In the next few months, the Supreme Court is expected to rule, at last, on one of the most corrosive practices in modern American democracy — the drawing of legislative district maps to entrench the party in power, no matter how many voters might want a different result. Even as this behavior, known as partisan gerrymandering, has gotten out of control in recent decades, the court has refused to rein it in because, the claim goes, any possible fix lies with the political branches and not the courts.
That’s bunk. The justices will see why if they look at what’s happening in several states where lawmakers have been holding clinics in self-interested mapmaking.
Both Democrats and Republicans draw biased maps, of course — the two cases before the Supreme Court this term make that clear — but modern partisan gerrymandering is mostly the work of Republicans, who control a majority of governorships, as well as the legislative chambers in 32 states. Their efforts to lock in this advantage by any means necessary — including by kneecapping any institutions, including the courts, that try to stop them — are the work of a party that has become, as political scientists Norm Ornstein and Thomas Mann put it in 2012, “dismissive of the legitimacy of its political opposition.” At stake are not just hundreds of state legislative seats but also control of the House of Representatives, which Republicans currently hold by a 45-seat margin.
The most shocking case is playing out right now in Pennsylvania, where Republican lawmakers in 2011 created maps so skewed that when Democrats won a majority of the popular vote the following year, it translated into only five of the state’s 18 congressional seats.
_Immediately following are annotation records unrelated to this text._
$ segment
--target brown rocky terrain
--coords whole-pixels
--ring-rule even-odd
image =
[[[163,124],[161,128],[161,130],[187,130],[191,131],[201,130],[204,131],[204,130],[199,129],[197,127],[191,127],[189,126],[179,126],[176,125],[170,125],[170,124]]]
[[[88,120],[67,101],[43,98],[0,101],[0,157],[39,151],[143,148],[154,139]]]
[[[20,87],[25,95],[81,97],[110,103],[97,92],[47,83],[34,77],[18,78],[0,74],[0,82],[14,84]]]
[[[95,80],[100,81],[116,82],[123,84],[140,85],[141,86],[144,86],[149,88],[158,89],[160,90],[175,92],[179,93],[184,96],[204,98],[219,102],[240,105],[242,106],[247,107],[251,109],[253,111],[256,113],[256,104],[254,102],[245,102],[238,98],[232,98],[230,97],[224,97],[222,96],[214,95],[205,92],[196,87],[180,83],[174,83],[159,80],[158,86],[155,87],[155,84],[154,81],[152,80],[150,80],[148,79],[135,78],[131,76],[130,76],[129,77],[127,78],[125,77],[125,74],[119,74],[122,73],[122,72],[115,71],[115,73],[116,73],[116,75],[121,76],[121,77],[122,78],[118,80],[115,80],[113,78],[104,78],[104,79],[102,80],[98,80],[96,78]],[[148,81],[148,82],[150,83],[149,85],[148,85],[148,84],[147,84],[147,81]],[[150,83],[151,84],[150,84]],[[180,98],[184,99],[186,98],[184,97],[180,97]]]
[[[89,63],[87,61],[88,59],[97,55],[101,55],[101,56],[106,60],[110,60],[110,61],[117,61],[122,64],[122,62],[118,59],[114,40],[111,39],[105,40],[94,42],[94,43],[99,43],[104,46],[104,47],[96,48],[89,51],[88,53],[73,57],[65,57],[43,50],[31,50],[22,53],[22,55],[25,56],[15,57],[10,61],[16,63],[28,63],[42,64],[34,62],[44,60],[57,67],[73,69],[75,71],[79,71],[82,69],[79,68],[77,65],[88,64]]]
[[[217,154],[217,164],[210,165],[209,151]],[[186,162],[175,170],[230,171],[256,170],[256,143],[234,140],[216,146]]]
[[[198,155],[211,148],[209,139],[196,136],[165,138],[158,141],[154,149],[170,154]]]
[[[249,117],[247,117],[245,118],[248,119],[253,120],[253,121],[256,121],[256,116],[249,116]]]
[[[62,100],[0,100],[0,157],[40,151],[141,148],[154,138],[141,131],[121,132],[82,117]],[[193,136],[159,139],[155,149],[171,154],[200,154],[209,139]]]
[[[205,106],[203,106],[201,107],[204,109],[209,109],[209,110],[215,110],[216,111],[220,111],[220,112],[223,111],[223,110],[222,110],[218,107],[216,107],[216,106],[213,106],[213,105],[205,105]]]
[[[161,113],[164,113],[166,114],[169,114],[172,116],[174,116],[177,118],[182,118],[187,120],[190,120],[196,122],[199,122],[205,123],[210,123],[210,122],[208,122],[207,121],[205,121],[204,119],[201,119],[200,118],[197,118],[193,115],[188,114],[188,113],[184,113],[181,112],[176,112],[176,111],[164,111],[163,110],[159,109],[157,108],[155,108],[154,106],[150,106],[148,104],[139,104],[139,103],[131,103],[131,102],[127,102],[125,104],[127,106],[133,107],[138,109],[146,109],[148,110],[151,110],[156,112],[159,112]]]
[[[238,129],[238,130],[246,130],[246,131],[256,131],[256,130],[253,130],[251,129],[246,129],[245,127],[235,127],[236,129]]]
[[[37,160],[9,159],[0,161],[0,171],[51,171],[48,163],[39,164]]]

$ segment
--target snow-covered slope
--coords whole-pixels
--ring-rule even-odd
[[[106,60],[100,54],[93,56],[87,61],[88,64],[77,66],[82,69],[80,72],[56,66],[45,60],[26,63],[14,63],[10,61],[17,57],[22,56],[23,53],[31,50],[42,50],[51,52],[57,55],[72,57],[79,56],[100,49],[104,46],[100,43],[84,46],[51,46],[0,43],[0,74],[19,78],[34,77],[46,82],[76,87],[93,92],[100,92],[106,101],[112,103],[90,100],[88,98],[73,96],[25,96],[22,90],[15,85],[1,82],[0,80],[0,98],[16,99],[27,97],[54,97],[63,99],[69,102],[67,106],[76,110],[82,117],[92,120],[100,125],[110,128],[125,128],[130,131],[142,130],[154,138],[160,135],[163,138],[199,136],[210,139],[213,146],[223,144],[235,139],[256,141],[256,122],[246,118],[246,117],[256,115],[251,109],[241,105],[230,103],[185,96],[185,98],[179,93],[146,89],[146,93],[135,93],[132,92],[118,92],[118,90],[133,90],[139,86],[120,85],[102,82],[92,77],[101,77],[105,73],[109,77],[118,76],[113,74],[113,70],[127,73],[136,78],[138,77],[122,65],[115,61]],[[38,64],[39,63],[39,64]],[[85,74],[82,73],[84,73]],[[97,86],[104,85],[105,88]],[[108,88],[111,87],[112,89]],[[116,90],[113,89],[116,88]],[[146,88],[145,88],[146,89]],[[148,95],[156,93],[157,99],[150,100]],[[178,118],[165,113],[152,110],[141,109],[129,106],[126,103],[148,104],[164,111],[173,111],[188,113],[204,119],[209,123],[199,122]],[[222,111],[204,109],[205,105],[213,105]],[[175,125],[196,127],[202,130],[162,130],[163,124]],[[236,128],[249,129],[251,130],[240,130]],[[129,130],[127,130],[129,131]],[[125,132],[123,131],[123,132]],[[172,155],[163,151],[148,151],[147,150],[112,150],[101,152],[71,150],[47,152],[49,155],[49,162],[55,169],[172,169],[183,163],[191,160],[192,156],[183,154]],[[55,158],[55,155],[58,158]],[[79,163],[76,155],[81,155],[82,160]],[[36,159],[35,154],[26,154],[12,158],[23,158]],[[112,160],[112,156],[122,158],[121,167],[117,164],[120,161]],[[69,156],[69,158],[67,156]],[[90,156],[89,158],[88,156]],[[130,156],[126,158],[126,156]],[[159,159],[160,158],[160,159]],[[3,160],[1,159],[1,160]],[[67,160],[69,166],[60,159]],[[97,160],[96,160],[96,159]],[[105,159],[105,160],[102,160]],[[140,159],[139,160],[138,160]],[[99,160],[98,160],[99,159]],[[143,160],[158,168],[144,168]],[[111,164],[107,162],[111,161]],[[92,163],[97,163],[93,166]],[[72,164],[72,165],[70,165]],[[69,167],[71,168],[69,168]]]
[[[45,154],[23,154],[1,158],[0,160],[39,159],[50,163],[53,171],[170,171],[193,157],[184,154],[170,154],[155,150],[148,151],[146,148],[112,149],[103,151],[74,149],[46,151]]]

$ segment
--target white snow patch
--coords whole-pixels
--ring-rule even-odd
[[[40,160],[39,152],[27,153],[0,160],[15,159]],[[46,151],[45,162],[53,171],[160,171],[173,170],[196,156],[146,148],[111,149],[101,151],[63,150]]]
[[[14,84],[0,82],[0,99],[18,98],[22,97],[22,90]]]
Indefensible, right? That’s how the Pennsylvania Supreme Court saw it last month, striking down the maps for “clearly, plainly and palpably” violating the state’s constitution and ordering lawmakers to submit new, fairer maps to the governor by Friday. If they don’t, the court will substitute its own nonpartisan maps by Feb. 19, in time for the state’s primary elections in May.
Pennsylvania Republicans are furious. The president pro tempore of the state Senate, Joe Scarnati, refused to comply with the court’s order to turn over data concerning the state’s current district lines, arguing that the justices overstepped their authority. GOP leaders appealed to the U.S. Supreme Court to block the order, but their request was denied Monday by Justice Samuel Alito Jr.
When the Supreme Court speaks, that’s usually the end of the matter. Not this time. A Republican legislator this week moved to impeach the five Pennsylvania justices who voted to strike down the maps, on the grounds that they “engaged in misbehavior in office.” Pennsylvania’s judges are elected in partisan campaigns, and all five in the majority are Democrats. The two dissenters are Republicans.
Electing judges, as a practice, is a bad idea that should be done away with nationwide. Still, forcibly removing a judge for making decisions that offend the governing party is, to put it gently, not tolerable in a democracy. It’s a profound threat to the independence of the judiciary and the separation of powers. And yet, thanks to the turbocharged gerrymandering the state’s Republicans managed to pull off seven years ago, they have a large enough majority to do it.
Worse, they are far from alone in their efforts to rig the electoral process. In North Carolina, GOP legislators in 2011 drew such biased districts — one election-law scholar called them the “most brazen and egregious” maps in the country — that they managed to win nine of 13 House seats, despite getting just 49 percent of the statewide popular vote.
Republicans now hold 10 of those 13 seats, but even that wasn’t enough for them, especially after 2016, when voters elected a Democrat, Roy Cooper, as governor and gave liberals a 4-3 edge on the state Supreme Court.
Almost immediately, Republicans struck back, stripping the new governor of many powers, attempting to redraw judicial districts, requiring judges to identify their party affiliation on ballots and reducing the size of the state’s Court of Appeals, in order to keep Cooper from replacing retiring Republicans.
In other words, if you can’t win the game under the existing rules, change the rules.
State and federal courts have ruled against many of these moves and have invalidated Republican-created district maps and voting laws that were created to thwart black political power in the state. Most significantly, in January a three-judge panel of a federal court struck down North Carolina’s district maps for being “motivated by invidious partisan intent” and violating the 14th Amendment’s guarantee of equal protection. But the Supreme Court put that ruling on hold, which means the current Republican-friendly maps will almost certainly be in use for the 2018 midterms.
So this is where we are: Increasingly partisan actors, mainly on the right, are wielding high-end mapmaking tools to lock in their party’s majority for years or longer, then hobbling another branch of government that is trying to rein them in. And the Supreme Court still thinks gerrymandering can be fixed through the political process?